This week, the Reserve Bank finally got a new Governor. Adrian Orr, formerly chief executive of the Super Fund, replaced caretaker-governor Grant Spencer.
So first of all, congratulations to Adrian Orr who gave up the best-remunerated job in the public sector to serve as the Reserve Bank’s Governor for the next five years. With his financial experience in both public and private sector, he is the most obvious person the Minister of Finance could have chosen.
But beyond this changing of the guard, more significant reforms of our top monetary institution are on the horizon.
The first is the inclusion of ‘employment’ in the agreed targets for the new Governor. Though this deviation from orthodox monetary policy created a lot of noise, I believe that in practice it will not amount to much (if any) change. My NBR column this week explains why.
A more significant change will be the establishment of a monetary policy committee. Under current arrangements, the Governor alone is responsible for monetary policy. In the future, interest rate decisions will be made by majority decision in a committee.

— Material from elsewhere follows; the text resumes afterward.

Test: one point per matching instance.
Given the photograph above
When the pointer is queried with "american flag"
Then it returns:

Past Governors usually consulted with the Reserve Bank leadership. Adapting the single-person decisionmaker model to this reality is therefore not a huge step.
What will be much more problematic is the planned inclusion of external members in the new monetary policy committee. It will be difficult to find candidates for these roles who are qualified, available and non-conflicted by their other jobs.
But even if such people can be recruited (hard enough in a small country), it leaves a question of accountability. Establishing clear responsibility for achieving the Reserve Bank’s targets was the main reason given in the late 1980s for introducing the single decisionmaker model.
Adrian Orr has his work cut out. He will migrate the Reserve Bank towards a changed operating model while having to maintain its credibility for keeping prices relatively stable (depending on whether you regard an increase in the consumer price index by 49 percent over the past two decades as a sign of price stability).
It is not a straightforward task and it will require all of Orr’s economic understanding and political skills. We wish him well for the coming five years.